Albert Camus

On this date in 1913, Nobel Prize-winning writer Albert Camus was born in Mondovi, Algeria, to immigrant parents: a French father and a Spanish mother. After his father died during World War I in 1914, his family was left in extreme poverty. He excelled in athletics and academics and entered the University of Algiers to study, although a serious bout of tuberculosis cut short his studies. He joined the anti-fascist movement in 1934 but was soon expelled from the Algerian Communist Party as a “Trotskyist.”
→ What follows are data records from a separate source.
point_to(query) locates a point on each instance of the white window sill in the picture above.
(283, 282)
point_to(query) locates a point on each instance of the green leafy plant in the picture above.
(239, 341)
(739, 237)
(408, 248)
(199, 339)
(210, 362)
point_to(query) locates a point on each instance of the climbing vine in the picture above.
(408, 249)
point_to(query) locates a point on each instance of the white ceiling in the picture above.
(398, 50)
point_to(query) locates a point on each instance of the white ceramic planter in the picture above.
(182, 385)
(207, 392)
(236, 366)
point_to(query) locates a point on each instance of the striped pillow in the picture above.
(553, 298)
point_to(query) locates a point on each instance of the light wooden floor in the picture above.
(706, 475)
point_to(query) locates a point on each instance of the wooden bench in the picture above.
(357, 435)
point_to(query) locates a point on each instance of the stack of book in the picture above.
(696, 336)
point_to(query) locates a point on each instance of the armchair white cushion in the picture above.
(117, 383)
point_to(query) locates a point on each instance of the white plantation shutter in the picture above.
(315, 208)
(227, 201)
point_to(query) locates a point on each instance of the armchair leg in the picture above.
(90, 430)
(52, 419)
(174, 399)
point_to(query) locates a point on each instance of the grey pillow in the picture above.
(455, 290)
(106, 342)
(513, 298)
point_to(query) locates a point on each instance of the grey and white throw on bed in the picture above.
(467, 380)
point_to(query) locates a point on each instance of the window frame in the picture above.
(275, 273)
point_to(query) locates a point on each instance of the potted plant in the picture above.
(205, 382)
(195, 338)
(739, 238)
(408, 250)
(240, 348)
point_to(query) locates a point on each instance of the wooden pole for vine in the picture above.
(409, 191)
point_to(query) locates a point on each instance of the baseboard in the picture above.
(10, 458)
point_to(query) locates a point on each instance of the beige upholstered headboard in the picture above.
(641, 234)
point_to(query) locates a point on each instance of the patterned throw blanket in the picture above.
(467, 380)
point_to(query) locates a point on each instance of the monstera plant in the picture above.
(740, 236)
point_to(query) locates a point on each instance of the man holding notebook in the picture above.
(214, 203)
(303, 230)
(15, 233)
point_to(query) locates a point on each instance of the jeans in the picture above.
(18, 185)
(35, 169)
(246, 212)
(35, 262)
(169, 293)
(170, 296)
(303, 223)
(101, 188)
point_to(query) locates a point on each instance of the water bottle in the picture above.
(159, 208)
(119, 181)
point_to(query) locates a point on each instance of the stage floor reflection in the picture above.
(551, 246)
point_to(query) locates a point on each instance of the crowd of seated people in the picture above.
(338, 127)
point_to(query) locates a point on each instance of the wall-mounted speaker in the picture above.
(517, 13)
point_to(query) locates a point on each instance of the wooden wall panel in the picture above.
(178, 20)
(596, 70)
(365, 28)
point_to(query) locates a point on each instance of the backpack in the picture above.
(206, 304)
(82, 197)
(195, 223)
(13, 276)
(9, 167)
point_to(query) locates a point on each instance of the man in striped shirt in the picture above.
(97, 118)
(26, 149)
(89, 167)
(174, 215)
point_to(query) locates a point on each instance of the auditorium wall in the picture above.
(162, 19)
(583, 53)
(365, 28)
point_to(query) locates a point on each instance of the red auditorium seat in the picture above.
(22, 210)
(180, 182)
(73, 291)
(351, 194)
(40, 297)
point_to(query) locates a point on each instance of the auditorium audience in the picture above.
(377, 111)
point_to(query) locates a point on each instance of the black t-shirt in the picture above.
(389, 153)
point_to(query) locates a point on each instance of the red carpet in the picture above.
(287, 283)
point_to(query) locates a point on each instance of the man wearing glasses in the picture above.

Camus wrote for a socialist paper in the late 1930s, chronicling the plight of the poor. In 1940 he went to Paris, fled after the German invasion, returned to Algeria, was advised to leave and at age 25 found himself back in Paris. Camus joined the Resistance and after liberation was a columnist for the newspaper Combat. Major writings include the essay “The Myth of Sisyphus” 1942, L’Etranger (The Stranger) 1942, La Peste (The Plague) 1947, which includes a priest character who insists a plague was sent as punishment from God, La Chute (The Fall) 1956 and L’Exile et le Royaume (Exile and the Kingdom) 1957, the year he won the Nobel Prize in Literature.

Camus was a pioneer of absurdist philosophy and literature and became a nonbeliever after being raised Catholic. He married Simone Hié in 1934. Soon after they divorced in 1940, he married  pianist and mathematician Francine Faure, who gave birth to twins Catherine and Jean in 1945. Camus died at age 46 in 1960 in an auto accident.